Но соперничать в мастерстве на базе фабулы, заимствованной все–таки, и — у кого? — своего современника… — Это было ниже достоинства Пушкина.
И — он бросил своего «Рославлева».
Скажете: «Он же сам опубликовал начало.» — «Да, — соглашусь я. — Он вечно нуждался в деньгах и все, что можно, публиковал. Но что он опубликовал? Он опубликовал сцену с мадам де Сталь, составляющую начало своего «Рославлева». Она не имела никакого пересечения с романом Загоскина и была совершенно оригинальна».
«А отчего ж, по–вашему, Пушкин все же рванулся было выступить против Загоскина?» — спросите.
Не из–за того, что <<роман этот возмутил Пушкина своим квазипатриотизмом>>, как утверждается в комментариях (хотя и из–за того — тоже). Не из–за того, что он <<согласился с мнением Вяземского о том, что в «Рославлеве» Загоскина «Нет истины ни в одной мысли, ни в одном чувстве, ни в одном положении»>> [8, 877] (хотя и из–за того — тоже).
Разные концепции России были у Загоскина и Пушкина. У Загоскина — что Россия стала равной великим европейским странам.
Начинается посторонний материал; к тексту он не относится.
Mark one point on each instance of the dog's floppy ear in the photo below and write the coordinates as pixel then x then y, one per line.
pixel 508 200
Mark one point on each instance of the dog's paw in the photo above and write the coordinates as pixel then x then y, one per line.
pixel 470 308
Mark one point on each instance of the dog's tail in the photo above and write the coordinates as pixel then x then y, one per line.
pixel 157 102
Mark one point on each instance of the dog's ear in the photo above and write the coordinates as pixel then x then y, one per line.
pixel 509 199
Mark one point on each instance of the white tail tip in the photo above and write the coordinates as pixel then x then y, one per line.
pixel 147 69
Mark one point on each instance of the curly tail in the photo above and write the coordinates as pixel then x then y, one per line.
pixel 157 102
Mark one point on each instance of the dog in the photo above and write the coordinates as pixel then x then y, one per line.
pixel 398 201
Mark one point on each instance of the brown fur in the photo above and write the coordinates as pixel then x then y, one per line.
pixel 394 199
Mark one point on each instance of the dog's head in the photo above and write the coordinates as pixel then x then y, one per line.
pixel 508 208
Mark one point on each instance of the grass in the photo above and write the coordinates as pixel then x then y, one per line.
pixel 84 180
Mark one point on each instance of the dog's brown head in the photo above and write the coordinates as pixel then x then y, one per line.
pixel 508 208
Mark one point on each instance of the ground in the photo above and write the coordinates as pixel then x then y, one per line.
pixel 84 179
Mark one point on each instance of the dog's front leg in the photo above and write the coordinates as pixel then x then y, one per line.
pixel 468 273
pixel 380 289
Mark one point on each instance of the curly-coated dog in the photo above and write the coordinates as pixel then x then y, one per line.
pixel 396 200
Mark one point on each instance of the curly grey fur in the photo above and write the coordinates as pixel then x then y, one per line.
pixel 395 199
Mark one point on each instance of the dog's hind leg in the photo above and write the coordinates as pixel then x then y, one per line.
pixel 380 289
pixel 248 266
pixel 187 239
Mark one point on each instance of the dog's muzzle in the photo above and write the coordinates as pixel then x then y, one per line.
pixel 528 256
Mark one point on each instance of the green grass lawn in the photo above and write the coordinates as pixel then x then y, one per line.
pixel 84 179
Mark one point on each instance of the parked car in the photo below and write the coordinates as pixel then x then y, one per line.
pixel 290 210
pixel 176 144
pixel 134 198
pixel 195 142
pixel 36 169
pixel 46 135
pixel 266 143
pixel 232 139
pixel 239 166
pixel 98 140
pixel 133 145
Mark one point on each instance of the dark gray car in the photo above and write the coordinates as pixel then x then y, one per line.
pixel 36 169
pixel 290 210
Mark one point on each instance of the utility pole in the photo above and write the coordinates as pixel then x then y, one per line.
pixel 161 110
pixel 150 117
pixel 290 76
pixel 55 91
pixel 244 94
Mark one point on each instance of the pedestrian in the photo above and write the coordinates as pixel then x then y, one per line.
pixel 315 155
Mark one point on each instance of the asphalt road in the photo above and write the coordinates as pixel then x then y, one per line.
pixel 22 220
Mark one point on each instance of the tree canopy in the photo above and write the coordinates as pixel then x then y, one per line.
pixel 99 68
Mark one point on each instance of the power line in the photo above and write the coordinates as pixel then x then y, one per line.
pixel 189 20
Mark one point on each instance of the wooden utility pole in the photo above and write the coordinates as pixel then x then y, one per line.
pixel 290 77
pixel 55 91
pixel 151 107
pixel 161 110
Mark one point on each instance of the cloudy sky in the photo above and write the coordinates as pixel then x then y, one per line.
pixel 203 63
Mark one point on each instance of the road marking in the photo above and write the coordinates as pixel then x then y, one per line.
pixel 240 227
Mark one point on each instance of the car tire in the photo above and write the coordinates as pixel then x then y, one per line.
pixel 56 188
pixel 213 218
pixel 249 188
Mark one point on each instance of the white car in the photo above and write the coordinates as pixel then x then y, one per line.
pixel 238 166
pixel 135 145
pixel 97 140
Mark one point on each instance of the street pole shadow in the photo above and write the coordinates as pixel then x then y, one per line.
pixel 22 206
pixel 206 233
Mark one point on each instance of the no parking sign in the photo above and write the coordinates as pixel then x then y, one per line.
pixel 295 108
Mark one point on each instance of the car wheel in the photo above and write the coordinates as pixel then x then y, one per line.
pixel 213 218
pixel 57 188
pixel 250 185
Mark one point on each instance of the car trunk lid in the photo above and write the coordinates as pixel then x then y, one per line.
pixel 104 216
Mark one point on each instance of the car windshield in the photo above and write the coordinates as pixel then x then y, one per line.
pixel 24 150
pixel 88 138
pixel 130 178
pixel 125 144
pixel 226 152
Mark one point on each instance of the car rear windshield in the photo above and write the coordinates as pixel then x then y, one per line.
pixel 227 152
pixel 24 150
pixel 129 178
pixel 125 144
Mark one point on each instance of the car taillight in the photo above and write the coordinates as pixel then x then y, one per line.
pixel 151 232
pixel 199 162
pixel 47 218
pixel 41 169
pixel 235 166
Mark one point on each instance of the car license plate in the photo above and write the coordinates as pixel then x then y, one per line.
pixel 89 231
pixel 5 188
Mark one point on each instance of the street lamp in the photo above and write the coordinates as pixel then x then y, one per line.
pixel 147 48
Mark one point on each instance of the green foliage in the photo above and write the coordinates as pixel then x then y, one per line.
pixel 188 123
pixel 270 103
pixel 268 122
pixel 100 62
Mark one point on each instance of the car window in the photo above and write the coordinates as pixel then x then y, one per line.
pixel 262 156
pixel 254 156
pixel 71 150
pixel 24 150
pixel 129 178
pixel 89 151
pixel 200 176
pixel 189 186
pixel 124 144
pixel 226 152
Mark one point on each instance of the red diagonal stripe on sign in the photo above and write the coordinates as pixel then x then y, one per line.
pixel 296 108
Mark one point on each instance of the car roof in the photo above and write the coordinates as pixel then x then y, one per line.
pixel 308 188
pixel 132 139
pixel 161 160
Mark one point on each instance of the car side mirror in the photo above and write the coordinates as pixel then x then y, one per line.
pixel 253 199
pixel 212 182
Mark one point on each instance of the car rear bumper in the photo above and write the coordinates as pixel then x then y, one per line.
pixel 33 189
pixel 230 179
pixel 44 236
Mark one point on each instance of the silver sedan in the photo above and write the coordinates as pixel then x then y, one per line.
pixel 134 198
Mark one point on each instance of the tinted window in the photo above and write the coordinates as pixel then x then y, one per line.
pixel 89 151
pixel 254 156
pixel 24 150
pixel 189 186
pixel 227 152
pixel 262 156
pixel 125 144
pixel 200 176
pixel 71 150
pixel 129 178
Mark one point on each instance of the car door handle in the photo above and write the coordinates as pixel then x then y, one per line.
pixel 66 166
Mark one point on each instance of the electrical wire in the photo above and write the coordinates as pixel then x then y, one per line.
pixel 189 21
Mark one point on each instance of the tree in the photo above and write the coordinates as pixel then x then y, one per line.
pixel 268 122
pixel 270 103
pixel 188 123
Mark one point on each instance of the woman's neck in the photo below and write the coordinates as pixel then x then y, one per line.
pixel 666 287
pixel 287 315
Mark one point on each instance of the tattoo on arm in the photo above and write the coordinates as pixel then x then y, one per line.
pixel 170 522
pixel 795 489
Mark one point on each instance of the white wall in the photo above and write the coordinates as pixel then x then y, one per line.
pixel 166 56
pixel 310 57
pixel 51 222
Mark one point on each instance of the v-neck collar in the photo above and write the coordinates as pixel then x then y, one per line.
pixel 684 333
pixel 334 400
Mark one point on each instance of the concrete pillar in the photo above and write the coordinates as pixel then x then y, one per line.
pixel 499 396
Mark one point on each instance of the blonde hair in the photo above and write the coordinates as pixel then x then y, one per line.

У Пушкина же — что у России «высокий жребий». Это, пожалуй, выше, чем у других великих. При всем своем могуществе и именно вследствие него она, Россия, — проводник доброты и залог мира в мире, международного консенсуса. Во всяком случае, призвана к этому.
Стихотворения 1831‑го года заканчиваются сочинением, посвященным юбилею: 20-летию со дня открытия лицея. Уж куда, казалось бы, консенсусная тема, и где там, — если тогда конснсус же и был идеалом Пушкина, — увидеть в этом стихотворении нечто, не «в лоб» сказанное.
Однако вчитайтесь.
Почему? — Из текста, воспринятого «в лоб» видно, что свою общность лицеисты стали видеть в том, что это общность смертников. Им только–только перевалило за тридцать лет, а шести уже нет в живых. Этому обстоятельству так или иначе посвящены пять из шести куплетов. И естественно, что лицеистам не хочется, раз так, встречаться. Не хочется и переживать свою, живых, общность с мертвецами. Такого консенсуса как–то не хочется.
Что лирический герой противопоставляет названной тенденции к разобщенности живых в шестом куплете?
Предлагается какой–то абсурд. Как можно «новых жертв уж не страшиться»? Как!? — Они бессмертными стать должны, чтоб не страшиться? Или что: если не физически, то духовно бессмертными, что ли, стать? — Сомнительно. О себе он мог так думать, чувствуя свою гениальность, но — не о других. Так что? Пустозвонство это? Пушкин — пустозвон… — Немыслимо. Впрочем… Само легкомыслие есть мудрость, если оно философское: а что остается, мол.
Итак, перед нами опять столкновение противоположностей: легкомыслие в шестом куплете с, так сказать, тяжеломыслием в пяти предыдущих.
Что дает такое столкновение? Нельзя ли подумать, что, так сказать, геометрическая сумма столь разнонаправленных средств воздействия на нас дает в результате некое сожаление, что слишком уж земное объединяло лицеистов когда–то, и неплохо бы, чтоб оно перерастало в духовное, нетленное. Но… Нет того. А жаль.